During the past few weeks we examined the concept of gender budgeting. The concept was first contextualized within the framework of gender mainstreaming, a global strategy to promote gender equality. Integrating a gender perspective in budgetary policies and programs is instrumental in achieving gender mainstreaming as called for at the 1995 United Nations Fourth World Conference on Women. Since then, national governments and multilateral organizations have been instrumental in developing and promoting certain budgetary techniques that have been generally termed ‘gender responsive government budgeting’ (GRGB). The impetus for government budgeting was discussed against the background that continues to see large inequalities in key social, economic and political indicators. We examined disparity in health and education status for men and women and then went on to consider the gender equity indices as developed by the United Nations. As noted inprevious postings, reducing gender inequalities can lead to improved macroeconomic performance.

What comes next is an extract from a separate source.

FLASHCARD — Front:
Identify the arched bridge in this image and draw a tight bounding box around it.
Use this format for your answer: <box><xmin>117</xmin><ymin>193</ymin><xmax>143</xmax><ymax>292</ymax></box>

We then discussed the why and how of gender budgeting. Concern in the literature and in policy circles has been the gender-blindness of policies. The importance of being able to assess policies in the framework of gender relations is central to gender budgeting. Key questions for gender budgeting are: “what impact does this fiscal measure have on gender equality? Does it reduce gender inequality, increase it; or leave it unchanged?” Next we examined the approaches that gender budgeting might take. Most of these approaches were from the expenditure side, and the revenue side was mentioned also. Pre- and post-budgeting gender tools were examined. Pre-budgeting emphasized the participatory approach to budgeting; post-budgeting tools focus on the impact of government programs on females and the contribution made in improving gender equality. We concluded with a discussion on ‘benefit incidence analysis’- a tool to cost public goods and services in order to approximate their benefits.
We concluded this chapter with an examination of gender budgeting initiatives in a number of countries. Since 1984, beginning with Australia, some 40 countries worldwide have tried some form of gender budgeting. This has primarily been from the expenditure side, but some countries have looked at the revenue side also. The experience has been mixed, the initiatives failed to become part of the institutional fabric. To summarize Stotsky (2006):
- Gender budgeting should be incorporated into standard budget processes so that it becomes fully institutionalized.
- It should address specific goals, such as reducing inequalities in educational attainment, that have clear benefits and can be measured even with somewhat crude tools and data.
- It should draw on civil society for support and assistance with the more research-oriented aspects and should apply to sub national levels of government where relevant.
- It should cover both spending and revenue
- It should not as a rule set specific goals for spending on women-related objectives (unless budgets are severely constrained and such spending is well below what an unconstrained budget would otherwise choose) because this tends to reduce flexibility, making the budget process less effective.